MRI Data Acquisition
Participants were scanned with a 3T Siemens Trio scanner at the Stony Brook University Social, Cognitive and Affective Neuroscience center. We acquired 440 T2*-weighted echo planar images for the fear-generalization task. These were acquired with an oblique coronal angle and with the following parameters: TR, 2100 ms; TE, 23 ms; flip angle, 83°; matrix, 96 × 96; FOV, 224 × 224 mm; 37 slices; slice thickness, 3.5 mm. For structural scans, T1-weighted images were acquired with the following parameters: TR, 1900 ms; TE, 2.53 ms; flip angle, 9°; FOV, 176 × 250 × 250 mm; matrix, 176 × 256 × 256; voxel size, 1 × 0.98 × 0.98 mm. We collected dMRIs using the following parameters: TR, 5500 ms; TE, 93 ms; FOV, 220 × 220 mm; matrix, 120 × 220 × 220; voxel size, 1.7 × 1.7 × 3.0 mm; EPI factor, 128; 40 slices; slice thickness, 3 mm; bandwidth, 1396 Hz/pixel; Generalized Auto-calibrating Partially Parallel Acquisition acceleration factor, 2; the series included two initial images acquired without diffusion weighting and with diffusion weighting along 40 non-collinear directions (b = 800 s/m−2).
Measurement of Hippocampal Threat Processing
Threat-associative learning task (fear generalization)
Our rationale of using the fear-associative learning task (referred to a generalization task previously) in this study is different from the one in our previous reports using the very same task with a focus on generalization of fear acquisition (Cha et al., 2014; Greenberg et al., 2013; Greenberg, 2013). Here we aimed to test disrupted hippocampal threat processing in anxiety with and without comorbid depression. We investigated differential hippocampal reactivity to threat-associative cues as a function of cue repetition. This is based upon our reasoning that if the hippocampus is involved with fear-associative learning during the task, such as learning CS-GS discrimination or CS-US contingency, significant temporal patterns in its activation is to be expected: either a decrease (e.g., habituation) or an increase (e.g., potentiation).
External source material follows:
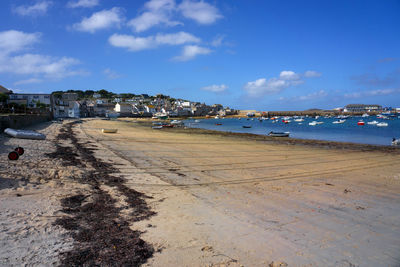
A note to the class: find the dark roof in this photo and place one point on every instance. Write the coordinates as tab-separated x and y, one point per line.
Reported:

The experimental paradigm has been previously described in detail (Greenberg et al., 2013). The task consists of two phases: “acquisition” and “generalization”. Before the acquisition phase, we titrated an amplitude of electric shock (unconditioned stimulus or US) to a level that was “uncomfortable but not painful” for each subject. For the acquisition phase, we instructed participants that a middle-sized rectangle (serving as the CS) indicated a 50% probability that they would receive an electric shock, but that shocks would never follow rectangles of greater or lesser size, while presenting the CS on a MRI-compatible screen. Then, each stimulus was presented once pseudo-randomly for 2 s with a jittered inter-stimulus interval (4 –10 s), while CS was pseudo-randomly presented five times with a 0.5 s long electric shock that terminated with CS. Stimuli consisted of seven red rectangles with identical height and varying in width. A middle-sized rectangle served as the CS, while six remaining rectangles varying ±20%, ±40%, or ±60% in width relative to the CS served as the GS. For the generalization phase, the same stimuli were pseudo-randomly presented 15 times. Similar to other human fear generalization studies (Kaczkurkin and Lissek, 2013; Lissek et al., 2014), to avoid extinction, CS-US contingency was reinforced by pairing CS and US 50% (15 times). Efficacy of the task in terms of recruitment of mesocorticolimbic fear or aversive motivation system has been previously demonstrated (Cha et al., 2014; Greenberg et al., 2013; Greenberg, 2013).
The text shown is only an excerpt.